En effet, la vision d’Ézéchiel commence par un nouveau temple et se termine par l'image merveilleuse et puissante d'un fleuve, dans l'une des pages les plus sublimes de toute la littérature antique, qui nous laisse encore sous le charme : « L’homme me fit revenir à l’entrée de la Maison, et voici : sous le seuil de la Maison, de l’eau jaillissait vers l’orient, puisque la façade de la Maison était du côté de l’orient… L’homme me fit sortir par la porte du nord et me fit faire le tour par l’extérieur, jusqu’à la porte qui fait face à l’orient, et là encore l’eau coulait du côté droit... c’était un torrent que je ne pouvais traverser ; l’eau avait grossi, il aurait fallu nager : c’était un torrent infranchissable. Alors il me dit : "As-tu vu, fils d’homme ?" » (Ez 47,1-6). Le temple devient une source, puis un fleuve. Une synthèse de l'humanisme biblique. L'eau de l'esprit qui féconde la terre n'est pas donnée pour laver les égouts du sang des sacrifices sous l'autel du temple. Et comme la Loi, le temple est aussi un pédagogue, qui doit un jour s'effacer pour laisser place au contact immédiat avec l'eau vive. La place sera le nouveau nom du temple. Ici le jeune prêtre Ézéchiel meurt et ressuscite dans le vieux prophète.

En réalité, nous savons que malgré la vision d’Ézéchiel et les passages des Évangiles, de Paul et de l'Apocalypse qui la confirment, l'homo religiosus d'hier et d'aujourd'hui a mille fois oublié le sens profond de cette prophétie. Les chrétiens aussi ont enfermé Dieu dans les lieux sacrés, lui ont consacré des choses et des personnes, et ont oublié la vision d’Ézéchiel. Parce que la culture religieuse aime les sanctuaires plus que les fleuves, les messes plus que les places, l'odeur de l'encens plus que celle des cuisines ou des usines. Ainsi, chaque jour, nous transformons la foi en bien de consommation, le temple en canapé, le Jubilé en passage de porte, la religion en zone de confort, et Dieu revient enchaîné dans ces lieux étroits que nous lui préparons sans lui en demander la permission. La Bible le sait, ses prophètes le savent certainement, et c'est pourquoi elle a conservé pour nous la vision d'un prophète mûri par les ans, à qui, vers la fin de sa mission (il avait alors plus de cinquante ans, dont vingt-cinq passés en exil), l'Esprit a fait voir le nouveau temple-fleuve dans la nouvelle Jérusalem - et sa prophétie s'est accomplie. Le temple se dissout pour devenir une eau qui irrigue et désaltère la terre.

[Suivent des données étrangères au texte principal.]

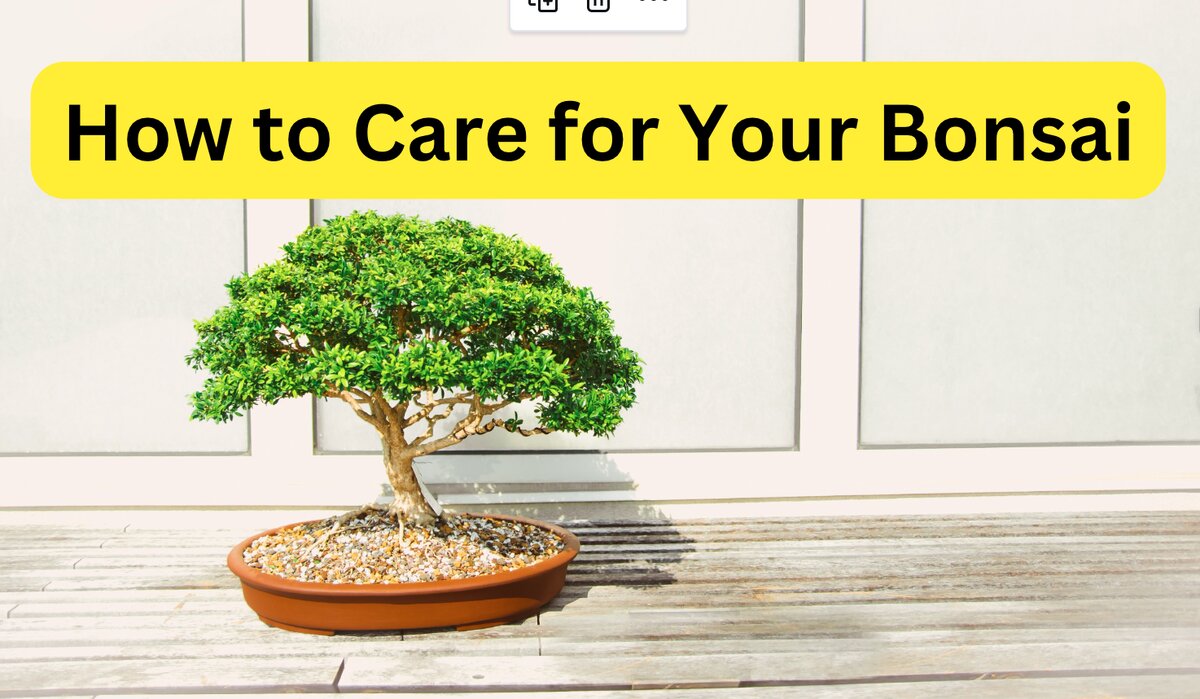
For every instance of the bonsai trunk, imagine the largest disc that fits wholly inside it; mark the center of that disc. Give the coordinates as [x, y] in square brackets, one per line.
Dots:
[409, 503]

Revenons enfin au Jubilé. C'est dans ce contexte de la source universelle et séculière du temple que nous trouvons des indications d’ordre économique : « Ayez des balances justes, un épha juste, un bath juste… Voici la contribution que vous prélèverez : un sixième d’épha par homer de blé et un sixième d’épha par homer d’orge… Dix bat correspondent à un homer… On prélèvera un mouton par troupeau de deux cents têtes des pâturages d’Israël lors de l’holocauste et des sacrifices de paix » (Ez 45,10-15). Si le temple devient une source d’eau, si le lieu de la religion est la rue, on ne peut s'étonner que pour le Talmud ce soient des règles jubilaires. Ainsi, au cœur de ces chapitres consacrés à l'une des plus grandes théophanies bibliques, Ézéchiel nous parle de balance, d'épha, de bat, de homer (unités de poids et de mesure), de pièces de monnaie, de moutons, il nous parle d'impôts, car c'est bien d'impôts qu'il s'agit.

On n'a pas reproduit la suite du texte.